We’ll also explain our methodology, which might help people understand this data a bit better. Lastly, we’ve published this to a public Github repo, where people can update and fork this data set as well as the accompanying visualization themselves:

Data Repository

There’s more info on where this data comes from in the repo, though most of it is from CoinGecko and State of the dApps. One caveat — though we spent quite a bit of time on this, we realize we’re likely missing a few projects and have some errors. Hopefully, by sharing the data, we can allow other members of the crypto community to contribute and help make things more complete and correct.

Insights

It’s best to explore the data yourself, but we’ll include a few excerpts from the data set:

  • DeFi is the dApps/ smart contract vertical that has the strongest traction, it’s not even close. No surprises there.
  • On top of that, there are a ton of DEXs. This was a surprise. 31 of the 84 DeFi projects we identified were distributed exchanges
  • Proof of Stake protocols have raised 10x what proof of work protocols have, though PoW has 40x the market cap. Even without bitcoin, PoW still has 4x the market cap of PoS.

Understanding the Graph

The visual layout of the graph is directly determined by the questions we wanted to ask. We’ve created a hierarchical cluster (also known as an icicle graph) to help us answer questions about the market size. We hope to use this to answer questions like “What if we created a version of our product targeted for a particular market ?” Let’s say we are going after stable-coins — drilling into dApps, then Finance, then stable-coins show you the number of players in the space.

For more information, maybe to answer a question like “How many people in this space could pay $100,000 for this tool?” You can switch tabs (at the top of the visualization) to view other metrics like Market Cap and Funding, though we are still collecting this data (hence the “alpha” tag).

For these other metrics, we encountered a lot of incomplete data. We used this to create a lower and an upper bound on the size of each sector:

  • The lower bound was the sum of the known values
  • The upper bound is the average of those values extrapolated to the unknown data.

For example:

  • A sub-sector has 10 projects, 5 of which have raised a total of $10mm, then the lower bound is $10mm, and the upper bound is $20mm.
  • This “upper” bound is obviously not a true upper bound, or particularly accurate, but it does help when comparing two sectors with very different data availability

We’ve added the data for the upper bound in transparent cells to show how much of the size information is an estimate vs. verified

There’s still a long way to go on these other metrics, but we believe we are at a great starting point for other contributors to come in and help.

Contributing

If you’d like to contribute, you can find the repo of the data here. You can submit a pull request to:

  • Correct or update an entry
  • Suggest an improvement to the hierarchy
  • Remove a project because you know it to be defunct or a “project of questionable legitimacy” (💩💲)
  • Just add a source or verify the existing data — we could use stronger provenance for the results. It would be great to have a link to a source in every git commit.
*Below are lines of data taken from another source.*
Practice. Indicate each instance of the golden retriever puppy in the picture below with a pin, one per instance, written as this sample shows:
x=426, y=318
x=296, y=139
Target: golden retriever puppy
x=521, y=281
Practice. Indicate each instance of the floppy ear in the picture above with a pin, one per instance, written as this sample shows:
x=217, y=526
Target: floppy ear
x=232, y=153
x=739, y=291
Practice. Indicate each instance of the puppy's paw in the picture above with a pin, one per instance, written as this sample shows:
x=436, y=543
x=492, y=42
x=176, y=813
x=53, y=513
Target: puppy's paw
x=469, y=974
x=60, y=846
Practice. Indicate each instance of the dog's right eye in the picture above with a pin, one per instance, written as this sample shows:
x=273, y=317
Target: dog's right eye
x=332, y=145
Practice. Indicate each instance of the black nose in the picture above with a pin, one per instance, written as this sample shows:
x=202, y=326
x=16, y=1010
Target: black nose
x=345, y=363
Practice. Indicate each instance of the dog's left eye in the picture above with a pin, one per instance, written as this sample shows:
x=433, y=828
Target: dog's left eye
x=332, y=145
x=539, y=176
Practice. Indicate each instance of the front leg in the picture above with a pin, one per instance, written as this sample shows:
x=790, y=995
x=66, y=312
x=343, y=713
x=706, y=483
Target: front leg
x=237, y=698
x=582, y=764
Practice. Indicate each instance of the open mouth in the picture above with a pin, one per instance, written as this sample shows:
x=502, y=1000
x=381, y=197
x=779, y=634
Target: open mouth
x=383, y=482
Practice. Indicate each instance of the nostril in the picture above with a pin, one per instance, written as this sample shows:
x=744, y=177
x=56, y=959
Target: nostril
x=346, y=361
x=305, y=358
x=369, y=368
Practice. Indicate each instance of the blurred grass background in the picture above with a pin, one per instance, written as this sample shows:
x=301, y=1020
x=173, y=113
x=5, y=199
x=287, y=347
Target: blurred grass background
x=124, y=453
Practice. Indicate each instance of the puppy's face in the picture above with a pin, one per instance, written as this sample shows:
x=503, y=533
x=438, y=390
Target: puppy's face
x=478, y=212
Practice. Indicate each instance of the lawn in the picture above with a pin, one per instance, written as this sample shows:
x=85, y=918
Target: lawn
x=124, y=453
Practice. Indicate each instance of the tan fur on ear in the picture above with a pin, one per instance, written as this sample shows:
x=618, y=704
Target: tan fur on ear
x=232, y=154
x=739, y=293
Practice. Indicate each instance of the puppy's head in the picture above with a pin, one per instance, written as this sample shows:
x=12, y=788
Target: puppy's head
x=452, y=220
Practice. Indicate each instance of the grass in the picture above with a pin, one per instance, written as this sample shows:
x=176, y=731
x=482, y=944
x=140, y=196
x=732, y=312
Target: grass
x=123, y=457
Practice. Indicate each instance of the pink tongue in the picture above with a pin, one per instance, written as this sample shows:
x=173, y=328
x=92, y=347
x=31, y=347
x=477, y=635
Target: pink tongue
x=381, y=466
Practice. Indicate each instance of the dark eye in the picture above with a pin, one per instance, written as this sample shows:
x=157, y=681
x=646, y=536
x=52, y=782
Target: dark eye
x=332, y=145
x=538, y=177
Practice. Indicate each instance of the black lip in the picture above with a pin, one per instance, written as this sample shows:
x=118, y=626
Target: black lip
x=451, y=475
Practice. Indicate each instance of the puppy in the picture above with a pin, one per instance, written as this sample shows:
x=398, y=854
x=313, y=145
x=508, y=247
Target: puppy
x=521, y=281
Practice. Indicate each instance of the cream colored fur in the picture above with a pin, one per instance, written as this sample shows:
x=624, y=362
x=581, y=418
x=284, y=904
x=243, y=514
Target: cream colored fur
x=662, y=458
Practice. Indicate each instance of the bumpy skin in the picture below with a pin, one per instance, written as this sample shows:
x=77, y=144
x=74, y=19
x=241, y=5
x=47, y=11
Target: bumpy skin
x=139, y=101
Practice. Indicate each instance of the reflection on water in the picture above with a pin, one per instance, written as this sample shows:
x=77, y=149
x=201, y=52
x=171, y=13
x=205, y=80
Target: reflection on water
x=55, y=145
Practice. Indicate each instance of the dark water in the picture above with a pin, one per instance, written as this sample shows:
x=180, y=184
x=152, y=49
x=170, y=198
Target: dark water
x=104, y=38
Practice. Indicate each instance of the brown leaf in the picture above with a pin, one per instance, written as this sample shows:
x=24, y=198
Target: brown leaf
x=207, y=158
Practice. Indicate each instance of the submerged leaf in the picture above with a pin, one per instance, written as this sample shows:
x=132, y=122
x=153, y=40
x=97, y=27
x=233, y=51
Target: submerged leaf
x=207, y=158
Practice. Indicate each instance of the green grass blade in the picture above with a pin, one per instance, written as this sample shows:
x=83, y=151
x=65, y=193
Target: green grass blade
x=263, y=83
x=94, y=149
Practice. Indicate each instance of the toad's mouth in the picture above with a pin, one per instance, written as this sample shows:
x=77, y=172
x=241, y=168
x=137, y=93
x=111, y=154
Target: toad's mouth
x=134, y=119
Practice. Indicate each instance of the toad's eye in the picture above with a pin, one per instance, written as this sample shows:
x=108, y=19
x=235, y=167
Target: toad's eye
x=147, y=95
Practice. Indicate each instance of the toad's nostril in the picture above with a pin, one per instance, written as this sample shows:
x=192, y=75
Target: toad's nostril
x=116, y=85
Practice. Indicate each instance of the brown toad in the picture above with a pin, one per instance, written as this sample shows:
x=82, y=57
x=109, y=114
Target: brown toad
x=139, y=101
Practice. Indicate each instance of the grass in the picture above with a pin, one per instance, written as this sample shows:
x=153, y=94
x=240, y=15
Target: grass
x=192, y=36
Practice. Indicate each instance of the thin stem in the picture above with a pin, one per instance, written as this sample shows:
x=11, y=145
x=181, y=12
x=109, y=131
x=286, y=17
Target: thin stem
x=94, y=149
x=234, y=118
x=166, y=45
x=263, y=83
It’s also easy fork and modify the visualization code, which is directly hosted on Observable. The easiest way to supply your own data to the visualization is to update base = d3.csv(<url>) with your own url.

In the end, we assume the market is going to grow, and we are building our product for that future, so it’s our market thesis which will drive our engineering investments as much or more than this data. However, understanding where the market is at is incredibly helpful for shaping that thesis and providing a gut-check on our intuitions about market opportunity. Hopefully others will find it helpful as well.

Thanks to Leland Lee for building the visualization and helping gather this data.